Ahh that is much better. I have Photoshop CS3 and I pretty much know how to use it. So I just create a copy and sharpen it up and then lower the opacity of one so they blend a little?
Thanks


----------



## NutBolts (Mar 30, 2011)

Showjumper91 said:


> Ahh that is much better. I have Photoshop CS3 and I pretty much know how to use it. So I just create a copy and sharpen it up and then lower the opacity of one so they blend a little?
> Thanks


If you are shooting RAW, I assume you have Adobe camera raw is what you use to process your raw photos right? Or are you using your canon software to import the RAWs from your SD card to your camera?

If you're using Adobe cam raw. Sharpening will be the last think you do, imo, process the photos you like fix colors, exsposure, ect. then sharpen in adobe camera raw to your liking. 

If you are using canon software, do the samething above,

Then check this link out: Sharpen Images in Photoshop: How Professionals Do It | Best Design Options


----------



## Showjumper91 (Apr 18, 2012)

Hey sorry to keep posting pictures but I took these yesterday in RAW. They have had a few colour adjustments and converted to jpeg. They were shot at 1000 shutter speed, 200 IOS and f5.6


----------



## Kaibear (Mar 4, 2011)

Latest photos are much better! Way to go!!


----------



## NutBolts (Mar 30, 2011)

Kaibear said:


> Latest photos are much better! Way to go!!

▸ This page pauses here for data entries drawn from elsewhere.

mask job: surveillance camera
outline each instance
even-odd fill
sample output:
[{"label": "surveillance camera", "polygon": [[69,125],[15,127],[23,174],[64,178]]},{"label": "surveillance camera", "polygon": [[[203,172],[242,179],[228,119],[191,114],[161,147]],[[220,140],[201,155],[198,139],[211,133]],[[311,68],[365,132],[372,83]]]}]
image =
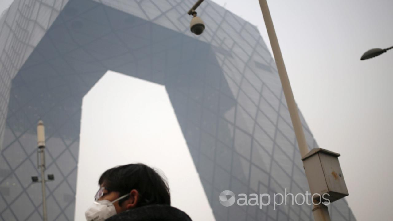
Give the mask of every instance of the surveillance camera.
[{"label": "surveillance camera", "polygon": [[205,29],[205,24],[200,18],[196,16],[196,13],[193,14],[194,17],[191,19],[190,28],[191,32],[197,35],[199,35],[203,32]]}]

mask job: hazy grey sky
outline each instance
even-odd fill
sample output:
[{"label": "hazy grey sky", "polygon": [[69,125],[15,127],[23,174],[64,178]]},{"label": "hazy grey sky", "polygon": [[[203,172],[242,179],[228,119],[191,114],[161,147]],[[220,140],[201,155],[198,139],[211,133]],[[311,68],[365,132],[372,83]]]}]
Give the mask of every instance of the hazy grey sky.
[{"label": "hazy grey sky", "polygon": [[[229,10],[257,26],[270,47],[257,0],[213,1],[225,4]],[[11,2],[0,1],[0,10]],[[350,194],[346,198],[355,217],[360,221],[390,219],[393,50],[369,60],[360,58],[369,49],[393,45],[393,1],[268,2],[295,99],[320,146],[341,154],[339,159]],[[105,77],[120,83],[116,76]],[[108,92],[103,88],[94,93],[100,96]],[[140,93],[125,91],[126,95],[129,98],[123,99],[130,100],[136,96],[148,98]],[[84,116],[89,114],[85,110],[96,110],[100,105],[101,101],[88,99],[84,100]],[[120,119],[131,114],[107,114],[112,118],[108,125],[113,127],[107,128],[108,130],[121,128]],[[82,140],[87,136],[84,133],[89,133],[85,131],[88,123],[83,118]],[[122,136],[126,139],[128,135]],[[92,166],[97,162],[92,160]]]}]

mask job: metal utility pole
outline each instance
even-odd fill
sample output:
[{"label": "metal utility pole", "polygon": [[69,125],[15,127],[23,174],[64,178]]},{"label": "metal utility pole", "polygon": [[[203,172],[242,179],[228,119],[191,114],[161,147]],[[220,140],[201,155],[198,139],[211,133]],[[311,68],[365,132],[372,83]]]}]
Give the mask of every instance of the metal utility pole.
[{"label": "metal utility pole", "polygon": [[42,192],[42,213],[44,221],[47,221],[45,183],[54,180],[55,176],[53,174],[48,174],[48,179],[45,180],[45,171],[46,169],[45,165],[45,132],[44,122],[42,120],[38,122],[38,126],[37,126],[37,141],[38,146],[38,151],[37,152],[37,164],[41,172],[41,180],[39,180],[38,177],[37,176],[31,177],[31,180],[33,183],[41,183],[41,188]]},{"label": "metal utility pole", "polygon": [[38,154],[40,155],[40,163],[38,167],[41,170],[41,187],[42,191],[42,213],[44,221],[47,221],[46,196],[45,194],[45,134],[44,122],[40,120],[37,127],[37,141],[38,145]]},{"label": "metal utility pole", "polygon": [[[274,26],[273,25],[273,21],[270,15],[270,11],[268,6],[266,0],[259,0],[261,9],[263,16],[265,24],[267,29],[268,35],[270,40],[272,49],[273,50],[273,55],[275,59],[277,69],[280,76],[281,83],[282,85],[284,94],[286,100],[286,103],[288,106],[288,110],[292,121],[294,130],[296,135],[296,140],[299,145],[299,151],[303,158],[309,152],[307,142],[304,136],[304,132],[300,121],[300,118],[298,112],[298,107],[295,102],[292,89],[289,83],[285,65],[284,63],[284,59],[283,58],[281,50],[278,44],[278,40],[276,35]],[[307,180],[310,181],[310,178],[307,177]],[[310,183],[310,182],[309,182]],[[314,218],[316,221],[330,221],[330,217],[328,211],[327,207],[322,203],[318,205],[314,205],[312,209],[312,213]]]}]

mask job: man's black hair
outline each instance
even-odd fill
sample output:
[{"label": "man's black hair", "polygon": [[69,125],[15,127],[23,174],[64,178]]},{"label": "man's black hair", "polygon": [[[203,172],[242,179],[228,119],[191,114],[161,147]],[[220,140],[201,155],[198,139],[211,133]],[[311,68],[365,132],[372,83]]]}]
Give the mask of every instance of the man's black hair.
[{"label": "man's black hair", "polygon": [[[136,206],[150,204],[171,204],[171,194],[166,181],[152,168],[143,164],[129,164],[107,170],[101,175],[98,185],[104,184],[109,191],[118,191],[119,196],[138,190]],[[128,197],[119,201],[119,204]]]}]

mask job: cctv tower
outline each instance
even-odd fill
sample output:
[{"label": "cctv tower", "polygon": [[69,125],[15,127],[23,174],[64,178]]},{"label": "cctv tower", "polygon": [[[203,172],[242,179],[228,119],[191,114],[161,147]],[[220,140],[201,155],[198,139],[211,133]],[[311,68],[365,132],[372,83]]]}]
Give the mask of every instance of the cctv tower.
[{"label": "cctv tower", "polygon": [[[222,191],[309,190],[276,67],[255,27],[210,1],[15,0],[0,19],[0,220],[42,219],[31,184],[45,122],[49,220],[73,220],[82,98],[108,70],[165,86],[217,221],[312,220],[305,204],[222,206]],[[261,18],[262,21],[262,18]],[[302,118],[309,148],[317,145]],[[332,220],[353,221],[344,199]]]}]

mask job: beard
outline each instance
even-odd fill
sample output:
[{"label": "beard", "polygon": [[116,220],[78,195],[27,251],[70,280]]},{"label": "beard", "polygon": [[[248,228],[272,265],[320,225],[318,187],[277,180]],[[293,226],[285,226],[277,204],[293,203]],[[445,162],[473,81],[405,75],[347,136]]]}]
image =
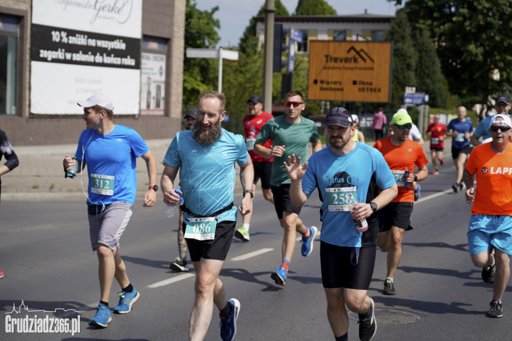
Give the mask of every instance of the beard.
[{"label": "beard", "polygon": [[221,126],[220,120],[217,121],[215,124],[210,126],[209,130],[202,131],[199,122],[196,121],[194,124],[192,130],[192,137],[198,143],[201,144],[212,144],[214,142],[220,137],[222,134],[222,127]]}]

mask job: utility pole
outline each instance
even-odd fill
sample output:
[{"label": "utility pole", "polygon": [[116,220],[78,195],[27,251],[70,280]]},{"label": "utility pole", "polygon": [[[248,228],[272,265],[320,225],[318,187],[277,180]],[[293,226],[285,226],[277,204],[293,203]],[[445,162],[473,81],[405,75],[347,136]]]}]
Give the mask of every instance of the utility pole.
[{"label": "utility pole", "polygon": [[266,0],[265,8],[265,50],[263,59],[263,111],[272,112],[272,69],[274,46],[274,0]]}]

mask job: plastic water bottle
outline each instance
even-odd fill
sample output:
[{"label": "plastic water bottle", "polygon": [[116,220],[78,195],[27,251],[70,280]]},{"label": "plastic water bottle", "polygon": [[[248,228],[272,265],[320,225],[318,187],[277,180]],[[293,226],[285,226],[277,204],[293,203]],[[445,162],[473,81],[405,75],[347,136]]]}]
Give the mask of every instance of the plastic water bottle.
[{"label": "plastic water bottle", "polygon": [[[180,190],[178,188],[175,188],[174,189],[174,193],[176,194],[180,194]],[[178,207],[178,204],[173,206],[169,206],[168,205],[165,205],[165,208],[163,210],[163,215],[167,218],[173,218],[174,217],[174,214],[176,212],[176,207]]]},{"label": "plastic water bottle", "polygon": [[74,157],[71,158],[71,160],[74,160],[76,163],[75,163],[75,165],[71,167],[71,169],[66,172],[66,176],[64,177],[74,179],[76,176],[77,172],[78,171],[78,160]]},{"label": "plastic water bottle", "polygon": [[[349,193],[348,195],[348,198],[350,201],[350,203],[349,204],[349,208],[350,210],[352,210],[353,205],[354,204],[357,204],[357,200],[354,198],[354,195],[352,193]],[[353,219],[353,218],[352,218]],[[354,223],[355,224],[356,228],[357,229],[357,232],[364,232],[365,231],[368,229],[368,223],[366,221],[366,218],[363,218],[360,220],[356,220],[354,219]]]},{"label": "plastic water bottle", "polygon": [[409,181],[406,181],[406,178],[411,174],[407,167],[406,167],[406,171],[403,172],[403,187],[406,188],[406,190],[409,190],[409,187],[411,187],[411,183]]}]

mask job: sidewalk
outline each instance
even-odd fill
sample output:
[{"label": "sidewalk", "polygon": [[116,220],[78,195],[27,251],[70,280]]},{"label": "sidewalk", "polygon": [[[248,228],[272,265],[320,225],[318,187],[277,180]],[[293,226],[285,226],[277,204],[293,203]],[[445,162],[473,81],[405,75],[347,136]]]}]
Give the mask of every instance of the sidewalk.
[{"label": "sidewalk", "polygon": [[[160,178],[163,170],[162,161],[170,143],[172,139],[148,140],[146,143],[155,155],[157,160],[158,175],[157,183],[160,185]],[[451,139],[445,141],[444,154],[450,154]],[[370,141],[369,145],[374,142]],[[427,158],[430,160],[430,142],[423,144]],[[75,155],[76,144],[61,144],[50,146],[13,146],[19,165],[11,172],[2,177],[2,201],[39,201],[39,200],[83,200],[86,195],[82,191],[80,176],[75,179],[65,179],[62,168],[64,155]],[[308,156],[311,154],[311,145],[309,144]],[[1,163],[3,164],[4,159]],[[137,159],[137,193],[138,201],[144,197],[150,185],[145,162],[141,158]],[[87,193],[88,180],[87,172],[84,172],[81,177],[83,188]],[[241,195],[242,186],[239,180],[239,168],[237,168],[235,181],[235,194]],[[177,180],[178,179],[177,179]],[[258,182],[258,188],[260,182]],[[160,198],[160,199],[159,199]],[[159,191],[157,200],[161,200],[161,193]]]}]

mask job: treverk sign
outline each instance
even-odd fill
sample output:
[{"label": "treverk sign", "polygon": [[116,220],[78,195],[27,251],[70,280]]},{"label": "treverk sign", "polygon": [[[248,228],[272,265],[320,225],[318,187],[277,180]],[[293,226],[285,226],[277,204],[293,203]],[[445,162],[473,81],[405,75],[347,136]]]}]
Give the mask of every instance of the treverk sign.
[{"label": "treverk sign", "polygon": [[391,100],[393,42],[310,42],[308,99],[387,102]]}]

I concur. Looks like you need to sharpen them up a bit more before you convert to jpeg. Do you use canon software or Adobe Camera Raw to open your RAW photos?


----------



## Showjumper91 (Apr 18, 2012)

I use canon software. I didn't really work on these ones too much. For these I put the in camera sharpening up to 7 (out of 10) where it was previously at 3. After I upload them to the computer, I put the sharpening up to 10, change the colouring a bit and then convert them to jpeg. Then I put them in photoshop and crop them. 

Thats basically what I do with them. but I know I probably need to do more


----------